The “convergence trade” meant that one could stop obsessing over southern budget deficits, secure in the knowledge that they were all on an inevitable path toward compliance with the Maastricht fiscal criteria (<3% deficit, <60% D/GDP). The thinking was, ignore the inevitable bumps, and ride the credit spreads down to zero. Overnight, these countries became magnets for capital inflows: their returns were high while their risks were low. A virtuous cycle began in which success fueled success and all the metrics pointed in the right direction. (All the metrics except the current account, but that was now “irrelevant”.)

This bubble started growing in 2002, and it was still growing when the great recession hit in 2008. In such a steep recession, it was natural for countries to run temporary budget deficits, so there was little concern over red ink in 2008 and into 2009.

Greek Perfidy
However, what ultimately poked a hole in the euro bubble was the discovery in late 2009 that Greece had been cooking its books for years, and had never been in compliance with the Maastricht criteria. (Imagine, a country knowingly publishing false statistics! Who had ever heard of such a thing?)

All of a sudden, Greece got hit with a big bucket of cold water. A country which had enjoyed much higher concentration limits than it deserved now began to discover what happens when your limits are reduced. Greece quickly lost market access and required a bailout.

   
At first it appeared that Greece would only need temporary liquidity support to tide it over until it could get its budget back in balance. Then it appeared that Greece would be unable to repair itself quickly and would be out of the market for a long time, requiring Europe to refinance its maturing debt. When it became evident that not only could Greece not balance its budget, but also that its debt levels were unsustainable, Europe began to realize that fixing Greece was going to be time-consuming and costly.

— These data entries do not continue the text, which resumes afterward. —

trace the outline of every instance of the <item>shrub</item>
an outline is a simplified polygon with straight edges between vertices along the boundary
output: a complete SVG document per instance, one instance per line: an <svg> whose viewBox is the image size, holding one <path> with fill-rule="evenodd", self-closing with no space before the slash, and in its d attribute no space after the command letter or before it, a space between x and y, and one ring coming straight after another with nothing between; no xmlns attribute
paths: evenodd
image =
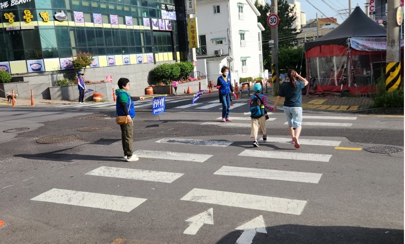
<svg viewBox="0 0 405 244"><path fill-rule="evenodd" d="M11 74L6 70L0 70L0 83L7 83L11 81Z"/></svg>
<svg viewBox="0 0 405 244"><path fill-rule="evenodd" d="M387 92L384 72L382 72L377 80L376 94L372 98L374 102L372 108L404 108L404 87L392 92Z"/></svg>
<svg viewBox="0 0 405 244"><path fill-rule="evenodd" d="M74 68L78 70L83 69L83 72L86 70L86 67L90 66L93 60L94 56L89 52L79 52L76 56L76 58L73 59L72 64Z"/></svg>
<svg viewBox="0 0 405 244"><path fill-rule="evenodd" d="M180 68L175 64L162 64L154 68L150 72L152 79L150 84L160 82L170 84L172 80L178 79Z"/></svg>
<svg viewBox="0 0 405 244"><path fill-rule="evenodd" d="M180 74L177 80L186 80L194 70L194 65L192 62L175 62L174 64L180 68Z"/></svg>

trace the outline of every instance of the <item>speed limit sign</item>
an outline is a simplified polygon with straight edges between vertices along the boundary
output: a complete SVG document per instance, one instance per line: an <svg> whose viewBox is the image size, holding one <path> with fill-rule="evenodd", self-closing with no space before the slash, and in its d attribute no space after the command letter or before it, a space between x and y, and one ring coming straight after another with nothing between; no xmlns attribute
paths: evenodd
<svg viewBox="0 0 405 244"><path fill-rule="evenodd" d="M278 24L278 16L276 14L272 14L267 18L267 24L270 27L276 27Z"/></svg>

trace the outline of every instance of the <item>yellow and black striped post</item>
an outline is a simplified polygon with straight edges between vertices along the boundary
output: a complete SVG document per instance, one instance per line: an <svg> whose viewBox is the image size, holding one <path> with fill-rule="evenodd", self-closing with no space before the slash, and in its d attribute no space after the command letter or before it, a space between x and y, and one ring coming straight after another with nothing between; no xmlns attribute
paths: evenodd
<svg viewBox="0 0 405 244"><path fill-rule="evenodd" d="M386 90L392 92L400 88L401 62L387 62L386 67Z"/></svg>

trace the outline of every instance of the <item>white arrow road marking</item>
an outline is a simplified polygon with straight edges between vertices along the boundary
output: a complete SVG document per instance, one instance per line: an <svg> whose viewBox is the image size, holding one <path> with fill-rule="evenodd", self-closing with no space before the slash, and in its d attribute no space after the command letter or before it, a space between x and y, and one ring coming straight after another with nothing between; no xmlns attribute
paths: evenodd
<svg viewBox="0 0 405 244"><path fill-rule="evenodd" d="M318 184L322 174L222 166L214 174Z"/></svg>
<svg viewBox="0 0 405 244"><path fill-rule="evenodd" d="M150 150L138 150L134 154L140 158L160 158L162 160L180 160L202 162L208 160L212 155L206 154L186 154L175 152L164 152Z"/></svg>
<svg viewBox="0 0 405 244"><path fill-rule="evenodd" d="M129 212L147 199L54 188L31 200Z"/></svg>
<svg viewBox="0 0 405 244"><path fill-rule="evenodd" d="M280 151L260 151L252 149L246 149L239 154L238 156L256 156L282 160L304 160L306 161L318 161L328 162L332 155L328 154L306 154L302 152L290 152Z"/></svg>
<svg viewBox="0 0 405 244"><path fill-rule="evenodd" d="M190 223L190 226L184 230L183 234L196 234L204 224L214 224L214 210L211 208L204 212L190 217L185 221L191 222L191 223Z"/></svg>
<svg viewBox="0 0 405 244"><path fill-rule="evenodd" d="M352 123L331 123L330 122L302 122L303 126L330 126L336 127L350 127L353 124ZM288 124L287 122L284 124Z"/></svg>
<svg viewBox="0 0 405 244"><path fill-rule="evenodd" d="M194 188L180 200L300 215L306 201Z"/></svg>
<svg viewBox="0 0 405 244"><path fill-rule="evenodd" d="M198 146L228 146L232 144L232 142L215 140L198 140L180 139L178 138L164 138L155 142L158 143L174 143L176 144L187 144Z"/></svg>
<svg viewBox="0 0 405 244"><path fill-rule="evenodd" d="M267 234L263 216L260 216L235 228L243 230L235 244L250 244L256 232Z"/></svg>
<svg viewBox="0 0 405 244"><path fill-rule="evenodd" d="M102 166L86 174L90 176L105 176L164 183L172 183L184 174L180 173L107 167L106 166Z"/></svg>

It was at this point that Europe made its next major mistake. This was to announce that, if Europe were to continue funding Greece, its debts would have to be reduced to a manageable level. And, if the European taxpayer were to have to rescue Greece, its bondholders would have to contribute (what is known in credit circles as "default").

Contagion
That might sound perfectly reasonable to a politician, but it sounds perfectly unreasonable to a bondholder who has been repeatedly told that default by a eurozone government was “unthinkable”. Overnight, the unthinkable became not only thinkable but a fait accompli. Greece was rescued at the expense of its bondholders and, more importantly, at the expense of the eurozone’s credibility in the bond market. The eurozone minus credibility equals the end of euro mania.

Had Greece been quietly cleaned up, it would have been a manageable problem. But when the doctrine of  “bondholder bail-in” was proclaimed, that meant that every eurozone government instantly became a “credit” once again, to be evaluated on a stand-alone basis.

When the world’s credit analysts turned their microscopes onto the eurozone, they discovered a lot of ugly credits squirming around which were quickly named the “PIIGS”, for Portugal, Ireland, Italy, Greece and Spain. These countries then got hit with their own buckets of cold water, were declared personas non grata, and lost market access. This probably would not have happened if Greek bondholders had been protected (which would have cost very little in the scheme of things).

Epilogue
Ultimately, of the five PIIGS, two have been bailed out once (Portugal and Ireland), one has been bailed out twice (Greece), Spain is in the process of receiving multiple bailouts, and only Italy has survived on its own. And now Cyprus has been added to the list, even though it doesn’t fit into the acronym.

We have just now entered the next phase of the EMU crisis, in which the central bank has begun to develop Latin characteristics. But even now, it isn’t yet Latin, and it will need to be before this is over.